Mabel Collins
Mabel Collins was born in Guernsey on 9th September 1851. She became a journalist and novelist. She became a friend and supporter of Helena Petrowna Blavatsky and joined with Annie Besant to found the Theosophical Society.
Books by Collins include Light on the Path (1885), The Blossom and the Fruit (1888), The Idyll of the White Lotus (1890), Morial the Mahatma (1892), Suggestion (1892), The Star Sapphire (1896) and The Story of Sensa (1913).
During the First World War she wrote a book entitled The Crucible (1915). This helped to promote strange happenings on the Western Front. She quoted one young officer as saying: "I had the most amazing hallucinations marching at night, so I was fast asleep, I think.

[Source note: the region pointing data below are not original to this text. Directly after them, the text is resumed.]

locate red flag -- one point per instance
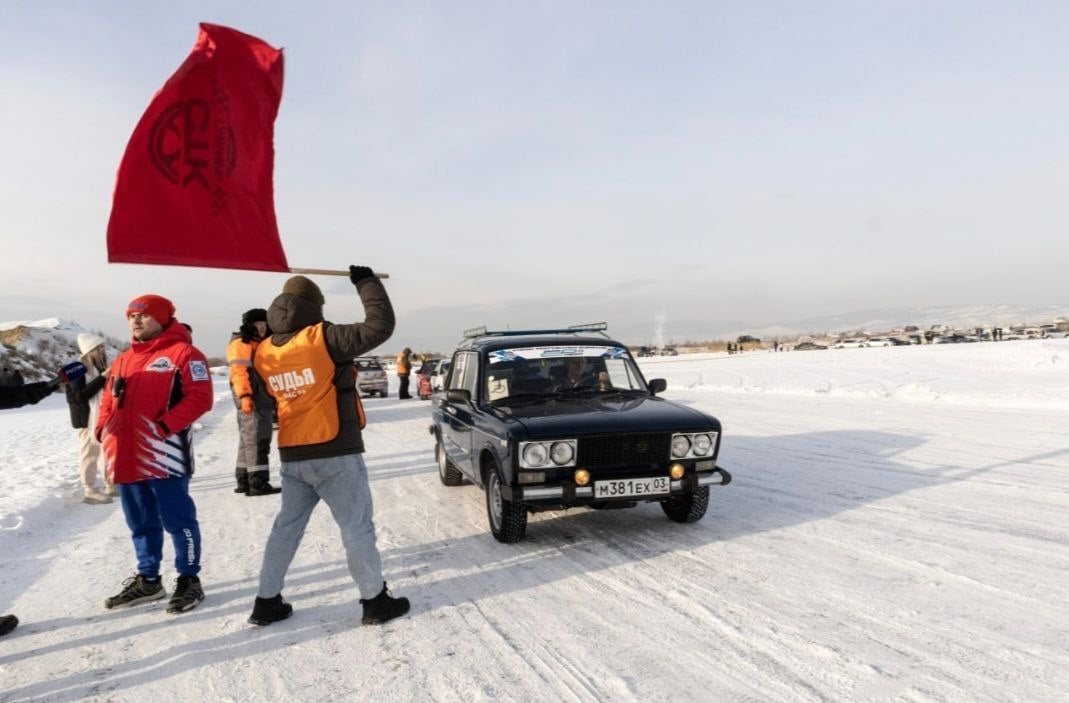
(195, 185)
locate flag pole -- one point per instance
(328, 271)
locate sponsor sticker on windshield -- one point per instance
(528, 353)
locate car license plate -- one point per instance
(631, 487)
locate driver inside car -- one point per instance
(574, 374)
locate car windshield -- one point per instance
(559, 372)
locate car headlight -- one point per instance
(562, 453)
(680, 446)
(686, 446)
(533, 455)
(702, 444)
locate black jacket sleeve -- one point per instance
(87, 391)
(347, 341)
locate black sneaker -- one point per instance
(187, 594)
(383, 608)
(8, 623)
(266, 611)
(136, 590)
(259, 484)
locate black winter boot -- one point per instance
(8, 623)
(259, 484)
(266, 611)
(243, 481)
(383, 608)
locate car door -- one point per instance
(458, 422)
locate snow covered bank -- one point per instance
(873, 546)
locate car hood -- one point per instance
(607, 415)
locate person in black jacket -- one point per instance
(16, 396)
(84, 400)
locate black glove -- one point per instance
(357, 274)
(35, 392)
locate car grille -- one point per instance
(617, 450)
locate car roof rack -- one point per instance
(574, 329)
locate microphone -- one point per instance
(67, 374)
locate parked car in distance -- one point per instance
(552, 419)
(370, 376)
(439, 375)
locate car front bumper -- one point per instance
(567, 493)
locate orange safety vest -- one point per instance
(300, 376)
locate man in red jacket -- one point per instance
(156, 390)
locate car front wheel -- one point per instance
(686, 508)
(508, 520)
(447, 472)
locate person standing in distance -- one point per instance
(156, 390)
(83, 399)
(254, 407)
(307, 364)
(404, 369)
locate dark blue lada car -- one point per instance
(552, 419)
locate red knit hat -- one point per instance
(160, 309)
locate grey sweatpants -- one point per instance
(342, 483)
(251, 430)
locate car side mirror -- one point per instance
(459, 395)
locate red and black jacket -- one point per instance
(156, 390)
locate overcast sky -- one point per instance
(707, 165)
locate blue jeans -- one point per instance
(342, 484)
(157, 504)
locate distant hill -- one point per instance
(37, 348)
(883, 319)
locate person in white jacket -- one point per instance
(83, 397)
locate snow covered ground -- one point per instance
(897, 530)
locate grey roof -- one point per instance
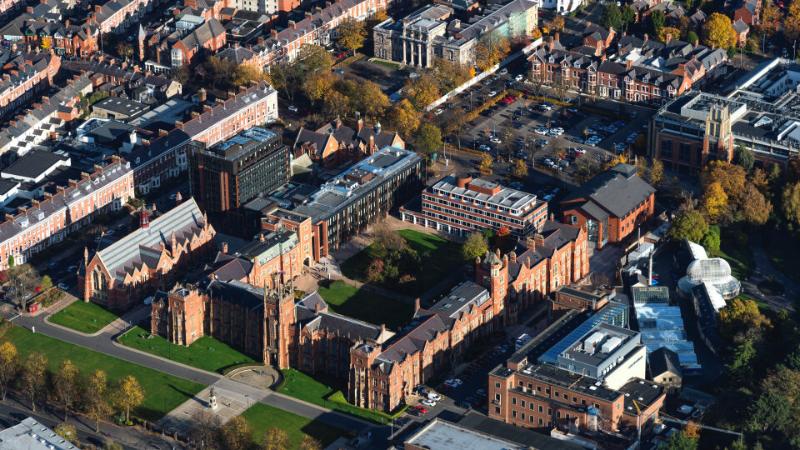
(33, 164)
(618, 191)
(32, 435)
(238, 293)
(663, 360)
(137, 247)
(61, 200)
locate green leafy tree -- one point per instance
(475, 246)
(790, 200)
(612, 16)
(236, 434)
(688, 224)
(744, 157)
(711, 240)
(9, 366)
(32, 378)
(403, 118)
(428, 139)
(351, 34)
(65, 385)
(127, 395)
(718, 32)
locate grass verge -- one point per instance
(262, 417)
(163, 392)
(84, 317)
(205, 353)
(299, 385)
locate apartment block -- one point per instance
(463, 205)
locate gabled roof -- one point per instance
(618, 190)
(663, 360)
(182, 221)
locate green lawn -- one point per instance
(205, 353)
(84, 317)
(162, 392)
(262, 417)
(299, 385)
(367, 306)
(438, 259)
(734, 248)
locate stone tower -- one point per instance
(492, 273)
(718, 137)
(279, 324)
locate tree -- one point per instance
(491, 49)
(741, 316)
(612, 16)
(770, 18)
(32, 378)
(520, 169)
(688, 224)
(718, 32)
(755, 206)
(65, 385)
(422, 92)
(744, 157)
(94, 397)
(715, 201)
(352, 34)
(475, 246)
(336, 104)
(670, 33)
(370, 99)
(276, 439)
(790, 201)
(680, 441)
(9, 366)
(428, 139)
(309, 443)
(235, 435)
(486, 164)
(557, 23)
(711, 240)
(127, 395)
(67, 431)
(628, 16)
(791, 24)
(317, 85)
(656, 173)
(403, 118)
(657, 21)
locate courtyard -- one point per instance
(162, 392)
(205, 353)
(84, 317)
(438, 259)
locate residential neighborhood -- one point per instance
(375, 224)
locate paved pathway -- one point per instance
(103, 343)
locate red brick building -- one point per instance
(611, 205)
(148, 258)
(50, 219)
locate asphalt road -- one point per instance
(103, 343)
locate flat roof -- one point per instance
(441, 435)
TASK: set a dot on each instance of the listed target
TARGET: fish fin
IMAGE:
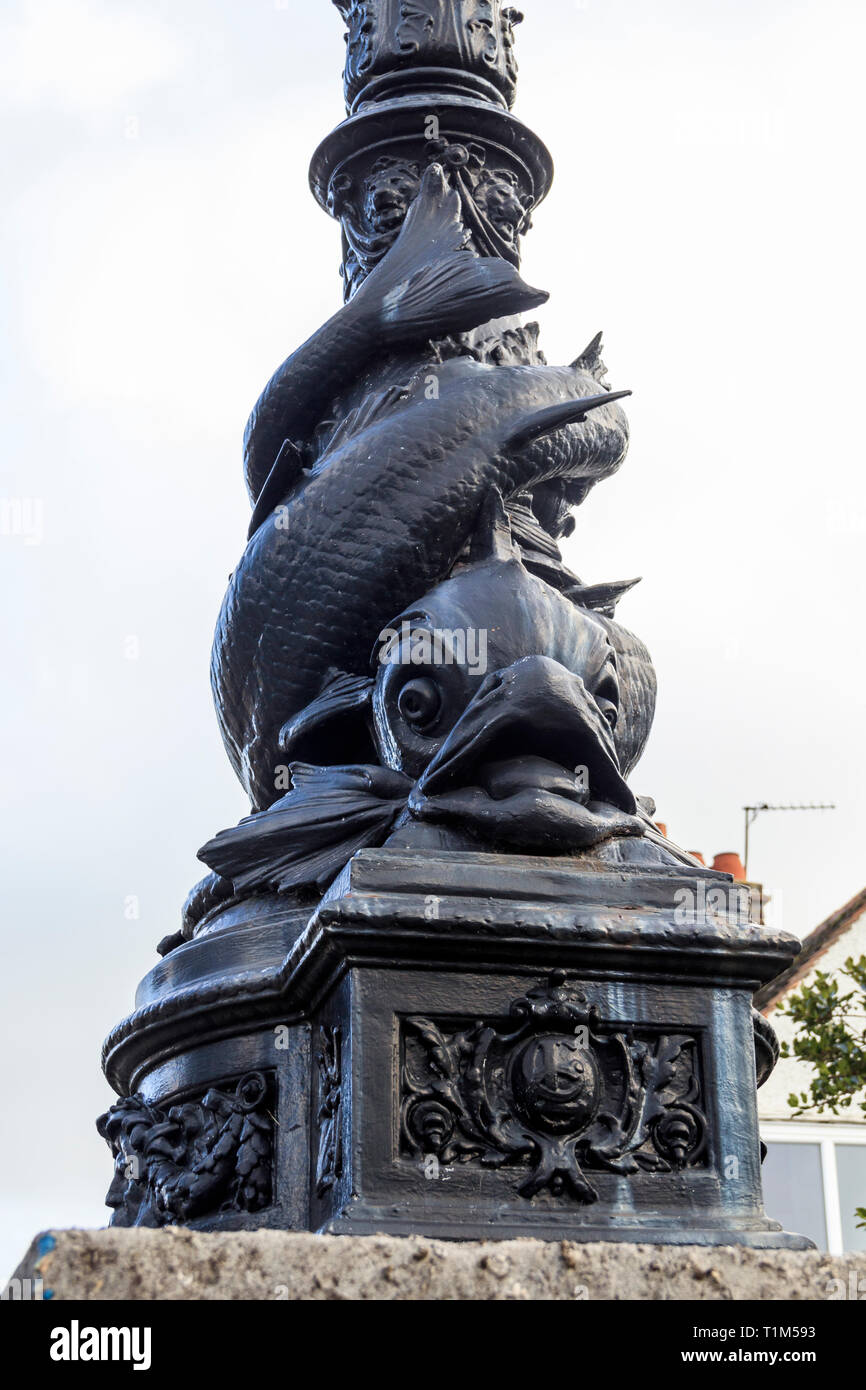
(492, 537)
(553, 417)
(310, 834)
(344, 695)
(277, 485)
(591, 360)
(430, 285)
(601, 598)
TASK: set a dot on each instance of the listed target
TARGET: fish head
(448, 660)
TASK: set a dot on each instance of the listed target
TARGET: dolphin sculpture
(353, 520)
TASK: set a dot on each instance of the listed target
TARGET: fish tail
(430, 284)
(555, 417)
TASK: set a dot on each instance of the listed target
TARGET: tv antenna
(754, 812)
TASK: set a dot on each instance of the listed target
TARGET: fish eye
(608, 709)
(420, 702)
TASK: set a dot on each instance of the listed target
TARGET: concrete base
(268, 1265)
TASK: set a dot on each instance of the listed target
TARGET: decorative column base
(463, 1045)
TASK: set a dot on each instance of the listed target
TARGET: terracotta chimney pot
(730, 863)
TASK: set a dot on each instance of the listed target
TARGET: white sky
(160, 255)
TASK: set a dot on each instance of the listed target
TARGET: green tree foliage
(830, 1023)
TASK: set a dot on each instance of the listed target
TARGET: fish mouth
(530, 763)
(531, 726)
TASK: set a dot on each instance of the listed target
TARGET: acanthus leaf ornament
(563, 1094)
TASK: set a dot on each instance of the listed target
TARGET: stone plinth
(277, 1265)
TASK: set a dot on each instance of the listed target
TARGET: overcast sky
(161, 253)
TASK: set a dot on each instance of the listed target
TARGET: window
(815, 1179)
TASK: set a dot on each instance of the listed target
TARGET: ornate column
(448, 976)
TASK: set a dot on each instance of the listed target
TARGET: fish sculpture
(515, 752)
(357, 514)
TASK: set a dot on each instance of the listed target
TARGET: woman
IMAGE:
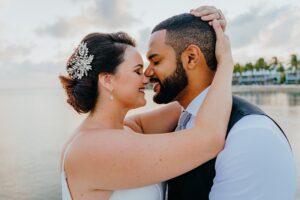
(104, 159)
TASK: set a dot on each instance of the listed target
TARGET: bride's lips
(142, 90)
(156, 87)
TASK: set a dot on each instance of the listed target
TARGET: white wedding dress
(151, 192)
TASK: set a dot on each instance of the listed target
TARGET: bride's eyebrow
(138, 66)
(152, 56)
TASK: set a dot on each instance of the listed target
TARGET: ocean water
(35, 123)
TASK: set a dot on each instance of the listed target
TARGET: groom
(257, 161)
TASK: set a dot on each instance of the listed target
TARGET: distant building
(261, 77)
(292, 76)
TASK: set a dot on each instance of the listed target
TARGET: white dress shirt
(256, 162)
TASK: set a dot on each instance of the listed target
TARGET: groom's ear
(191, 57)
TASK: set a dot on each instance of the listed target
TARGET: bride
(105, 159)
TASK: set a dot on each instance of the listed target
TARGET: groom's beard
(172, 85)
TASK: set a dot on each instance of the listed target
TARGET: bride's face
(130, 81)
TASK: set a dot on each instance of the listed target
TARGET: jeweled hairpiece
(80, 63)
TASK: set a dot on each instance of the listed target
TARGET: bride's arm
(117, 159)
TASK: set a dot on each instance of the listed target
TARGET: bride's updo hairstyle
(97, 53)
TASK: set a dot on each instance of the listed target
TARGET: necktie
(182, 122)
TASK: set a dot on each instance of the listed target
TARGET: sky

Everyone was reeling about the road and seeing things.... I saw all sorts of things, enormous men walking towards me and lights and chairs and things in the road."
Her biographer, Kim Farnell, has argued: "She wrote a number of articles, some of which were to form the basis for her books and was also a fashion correspondent for The World, writing a regular column. Most of Mabel's novels are romantic sensation fiction. In later years her experiences in the occult and theosophy were used as a basis for her fiction writing.... Mabel Collins was an instrumental figure in early theosophy but owing to the disputes she was involved in she has more or less disappeared from the history books. She was an author, a medium, a theosophist, the lover of Jack the Ripper, a fashion writer, an anti vivisection campaigner...the list is a lot longer than that of most people’s achievements."
Mabel Collins died on 31st March 1927.